Mrs A complained about her late husband, Mr A’s cardiology management and care by Glan Clwyd Hospital and the handling of her complaint. The investigation focused on the following:
a) Whether it was clinically appropriate not to fit the late Mr A with an Implantable Cardioverter Defibrillator (ICD – a small electrical device used to treat people with very abnormal heart rhythms).
b) Whether Mr A should have been provided with his echocardiogram results and with information about the risks of flying.
c) Whether the handling of Mrs A’s complaint was in line with National Health Service (Concerns, Complaints and Redress Arrangements) (Wales) Regulations 2011 and the associated Putting Things Right guidance (“PTR”).
The investigation did not uphold Mrs A’s complaint when it came to the clinical appropriateness of not fitting Mr A with an ICD, as the threshold for when an ICD is fitted was not triggered when Mr A had a cardiology review in February 2024. It also concluded that although patients should be told about the results of investigations, there is always a period of time between investigations being completed and the results being conveyed.

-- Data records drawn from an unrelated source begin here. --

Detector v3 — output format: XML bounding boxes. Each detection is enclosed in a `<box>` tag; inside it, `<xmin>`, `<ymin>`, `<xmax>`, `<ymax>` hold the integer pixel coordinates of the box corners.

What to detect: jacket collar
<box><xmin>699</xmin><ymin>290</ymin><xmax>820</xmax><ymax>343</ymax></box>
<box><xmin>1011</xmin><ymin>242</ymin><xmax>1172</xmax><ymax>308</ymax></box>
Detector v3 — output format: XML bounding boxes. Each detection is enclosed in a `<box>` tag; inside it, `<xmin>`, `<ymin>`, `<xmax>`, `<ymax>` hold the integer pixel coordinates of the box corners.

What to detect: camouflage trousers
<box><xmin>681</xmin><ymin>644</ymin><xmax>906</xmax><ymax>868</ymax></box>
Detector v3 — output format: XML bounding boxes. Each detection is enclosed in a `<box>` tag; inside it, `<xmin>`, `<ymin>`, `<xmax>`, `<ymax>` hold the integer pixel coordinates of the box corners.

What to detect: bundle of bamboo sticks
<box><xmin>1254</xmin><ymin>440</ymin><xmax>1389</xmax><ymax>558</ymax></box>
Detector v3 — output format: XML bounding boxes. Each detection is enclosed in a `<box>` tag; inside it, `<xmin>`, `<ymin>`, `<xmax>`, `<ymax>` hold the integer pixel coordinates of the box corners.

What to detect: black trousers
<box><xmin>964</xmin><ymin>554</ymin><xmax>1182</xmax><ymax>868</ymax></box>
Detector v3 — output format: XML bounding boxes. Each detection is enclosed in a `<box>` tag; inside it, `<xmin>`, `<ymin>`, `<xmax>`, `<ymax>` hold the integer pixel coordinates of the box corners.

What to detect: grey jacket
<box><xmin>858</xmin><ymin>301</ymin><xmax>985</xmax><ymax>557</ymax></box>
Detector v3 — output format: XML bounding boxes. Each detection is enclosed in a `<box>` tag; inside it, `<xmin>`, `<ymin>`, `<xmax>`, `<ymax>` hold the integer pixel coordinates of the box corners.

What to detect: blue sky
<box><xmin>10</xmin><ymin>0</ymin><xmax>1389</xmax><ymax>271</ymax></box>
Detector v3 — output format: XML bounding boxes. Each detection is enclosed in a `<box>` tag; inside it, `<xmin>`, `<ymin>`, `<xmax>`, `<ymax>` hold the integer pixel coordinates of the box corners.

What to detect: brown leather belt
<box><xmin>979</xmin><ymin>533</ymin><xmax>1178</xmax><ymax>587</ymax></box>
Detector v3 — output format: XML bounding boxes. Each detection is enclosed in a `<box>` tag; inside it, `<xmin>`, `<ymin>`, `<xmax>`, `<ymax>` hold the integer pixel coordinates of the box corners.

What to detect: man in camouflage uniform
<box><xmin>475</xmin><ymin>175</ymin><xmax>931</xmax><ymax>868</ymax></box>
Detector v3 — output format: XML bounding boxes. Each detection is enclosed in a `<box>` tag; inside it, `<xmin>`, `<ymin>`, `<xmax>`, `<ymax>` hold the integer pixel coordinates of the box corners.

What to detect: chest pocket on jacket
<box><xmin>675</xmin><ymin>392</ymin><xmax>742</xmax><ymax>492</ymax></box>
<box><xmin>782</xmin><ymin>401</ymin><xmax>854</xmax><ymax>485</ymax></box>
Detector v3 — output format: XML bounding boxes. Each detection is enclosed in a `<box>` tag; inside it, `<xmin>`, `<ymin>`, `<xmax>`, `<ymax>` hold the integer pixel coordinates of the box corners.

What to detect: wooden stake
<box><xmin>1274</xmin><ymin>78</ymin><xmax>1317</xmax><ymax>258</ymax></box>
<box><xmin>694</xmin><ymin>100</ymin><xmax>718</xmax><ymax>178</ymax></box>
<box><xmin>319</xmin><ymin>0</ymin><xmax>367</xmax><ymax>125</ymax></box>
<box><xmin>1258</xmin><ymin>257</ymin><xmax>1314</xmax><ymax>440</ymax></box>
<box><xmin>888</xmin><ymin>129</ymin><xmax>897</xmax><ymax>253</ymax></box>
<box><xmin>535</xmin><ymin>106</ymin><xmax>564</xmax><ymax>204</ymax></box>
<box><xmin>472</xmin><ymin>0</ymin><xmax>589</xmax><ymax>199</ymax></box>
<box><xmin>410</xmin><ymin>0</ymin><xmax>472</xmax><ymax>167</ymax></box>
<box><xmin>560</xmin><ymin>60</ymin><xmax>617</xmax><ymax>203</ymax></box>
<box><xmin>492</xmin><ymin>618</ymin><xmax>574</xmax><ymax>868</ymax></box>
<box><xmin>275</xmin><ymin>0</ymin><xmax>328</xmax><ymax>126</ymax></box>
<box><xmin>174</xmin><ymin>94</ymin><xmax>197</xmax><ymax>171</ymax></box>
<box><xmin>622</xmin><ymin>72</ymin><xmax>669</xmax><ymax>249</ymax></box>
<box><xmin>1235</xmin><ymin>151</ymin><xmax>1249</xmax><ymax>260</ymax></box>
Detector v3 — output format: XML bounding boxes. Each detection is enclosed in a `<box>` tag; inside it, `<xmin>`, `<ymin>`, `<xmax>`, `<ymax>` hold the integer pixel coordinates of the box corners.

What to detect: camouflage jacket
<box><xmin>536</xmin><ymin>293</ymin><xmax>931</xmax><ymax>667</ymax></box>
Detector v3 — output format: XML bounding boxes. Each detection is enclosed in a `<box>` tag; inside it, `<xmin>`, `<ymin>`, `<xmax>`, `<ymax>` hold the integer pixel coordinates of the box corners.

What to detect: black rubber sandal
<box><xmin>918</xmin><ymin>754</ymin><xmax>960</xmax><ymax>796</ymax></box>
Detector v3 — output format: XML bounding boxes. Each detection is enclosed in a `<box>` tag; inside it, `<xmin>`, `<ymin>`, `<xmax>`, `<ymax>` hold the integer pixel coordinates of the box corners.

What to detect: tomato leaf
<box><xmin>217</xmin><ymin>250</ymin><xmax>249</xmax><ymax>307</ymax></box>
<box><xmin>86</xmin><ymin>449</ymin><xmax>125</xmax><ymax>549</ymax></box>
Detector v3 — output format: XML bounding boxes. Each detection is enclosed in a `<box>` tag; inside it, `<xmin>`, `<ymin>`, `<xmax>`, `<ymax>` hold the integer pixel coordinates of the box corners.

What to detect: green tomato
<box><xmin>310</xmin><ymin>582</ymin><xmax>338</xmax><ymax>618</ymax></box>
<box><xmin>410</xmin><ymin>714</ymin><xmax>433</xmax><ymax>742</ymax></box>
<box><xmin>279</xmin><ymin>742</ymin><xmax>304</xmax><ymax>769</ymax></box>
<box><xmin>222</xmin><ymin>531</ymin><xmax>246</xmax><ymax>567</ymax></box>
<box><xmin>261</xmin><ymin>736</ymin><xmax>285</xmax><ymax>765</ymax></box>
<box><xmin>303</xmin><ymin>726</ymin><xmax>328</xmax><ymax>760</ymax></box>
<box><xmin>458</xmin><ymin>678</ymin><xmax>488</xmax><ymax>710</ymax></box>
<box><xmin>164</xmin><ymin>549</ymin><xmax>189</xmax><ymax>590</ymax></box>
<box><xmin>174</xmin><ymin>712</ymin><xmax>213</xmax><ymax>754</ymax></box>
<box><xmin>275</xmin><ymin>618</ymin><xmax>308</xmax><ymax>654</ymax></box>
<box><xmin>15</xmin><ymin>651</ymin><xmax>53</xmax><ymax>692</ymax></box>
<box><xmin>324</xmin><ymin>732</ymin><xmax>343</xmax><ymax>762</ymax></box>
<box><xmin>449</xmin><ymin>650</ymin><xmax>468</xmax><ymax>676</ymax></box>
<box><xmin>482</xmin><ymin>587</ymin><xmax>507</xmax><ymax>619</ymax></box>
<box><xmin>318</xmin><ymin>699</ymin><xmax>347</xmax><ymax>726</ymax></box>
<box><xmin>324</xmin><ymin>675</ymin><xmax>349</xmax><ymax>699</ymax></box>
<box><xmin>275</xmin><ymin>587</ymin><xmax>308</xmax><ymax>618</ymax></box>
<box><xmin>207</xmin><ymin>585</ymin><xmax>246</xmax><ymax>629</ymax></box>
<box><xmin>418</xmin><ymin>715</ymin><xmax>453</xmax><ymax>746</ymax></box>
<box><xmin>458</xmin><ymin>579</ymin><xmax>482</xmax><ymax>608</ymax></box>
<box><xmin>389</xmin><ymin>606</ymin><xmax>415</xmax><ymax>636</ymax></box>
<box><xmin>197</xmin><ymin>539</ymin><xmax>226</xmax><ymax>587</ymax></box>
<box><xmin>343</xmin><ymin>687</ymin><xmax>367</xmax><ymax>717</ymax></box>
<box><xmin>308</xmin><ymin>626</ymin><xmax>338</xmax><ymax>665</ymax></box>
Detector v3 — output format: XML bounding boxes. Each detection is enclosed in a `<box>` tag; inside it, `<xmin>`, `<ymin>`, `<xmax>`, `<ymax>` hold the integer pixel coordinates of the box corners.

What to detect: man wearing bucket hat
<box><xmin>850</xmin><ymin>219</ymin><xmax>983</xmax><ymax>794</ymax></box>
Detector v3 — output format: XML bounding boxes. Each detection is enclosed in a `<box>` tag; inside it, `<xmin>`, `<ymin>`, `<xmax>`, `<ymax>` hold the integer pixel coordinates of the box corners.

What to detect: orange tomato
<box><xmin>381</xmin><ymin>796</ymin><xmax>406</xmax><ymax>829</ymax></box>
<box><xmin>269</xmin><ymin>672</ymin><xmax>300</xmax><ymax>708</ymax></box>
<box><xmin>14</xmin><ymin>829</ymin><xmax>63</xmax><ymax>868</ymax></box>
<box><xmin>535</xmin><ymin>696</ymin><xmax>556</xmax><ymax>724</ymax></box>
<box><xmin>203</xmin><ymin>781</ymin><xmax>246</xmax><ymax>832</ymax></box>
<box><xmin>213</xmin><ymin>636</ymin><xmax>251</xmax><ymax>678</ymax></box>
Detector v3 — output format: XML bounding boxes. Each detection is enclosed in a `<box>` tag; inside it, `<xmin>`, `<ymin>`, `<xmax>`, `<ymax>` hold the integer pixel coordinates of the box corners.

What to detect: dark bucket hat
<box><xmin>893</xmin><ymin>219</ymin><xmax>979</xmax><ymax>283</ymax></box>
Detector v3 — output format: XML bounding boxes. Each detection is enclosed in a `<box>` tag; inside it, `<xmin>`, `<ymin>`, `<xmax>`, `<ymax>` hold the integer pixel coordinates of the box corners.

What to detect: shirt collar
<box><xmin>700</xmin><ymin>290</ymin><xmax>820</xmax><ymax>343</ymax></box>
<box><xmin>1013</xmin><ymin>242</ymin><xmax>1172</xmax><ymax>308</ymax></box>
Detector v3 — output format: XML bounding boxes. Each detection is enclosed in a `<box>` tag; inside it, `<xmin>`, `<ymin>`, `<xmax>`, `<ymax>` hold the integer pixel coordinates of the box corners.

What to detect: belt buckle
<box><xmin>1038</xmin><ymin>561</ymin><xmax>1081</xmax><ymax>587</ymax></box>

On the question of flying, although it should be discussed if raised, there was not a routine requirement for a clinician to discuss the risks of flying to patients in all cases.
The investigation confirmed shortcomings in the Health Board’s complaint handling process and the robustness of its complaint responses to Mrs A which amounted to maladministration and caused an injustice. This part of Mrs A’s complaint was upheld.
The Ombudsman’s recommendations included an apology, a review of the complaint handling process and a reminder to amend copy letters in line with changes to clinical letters.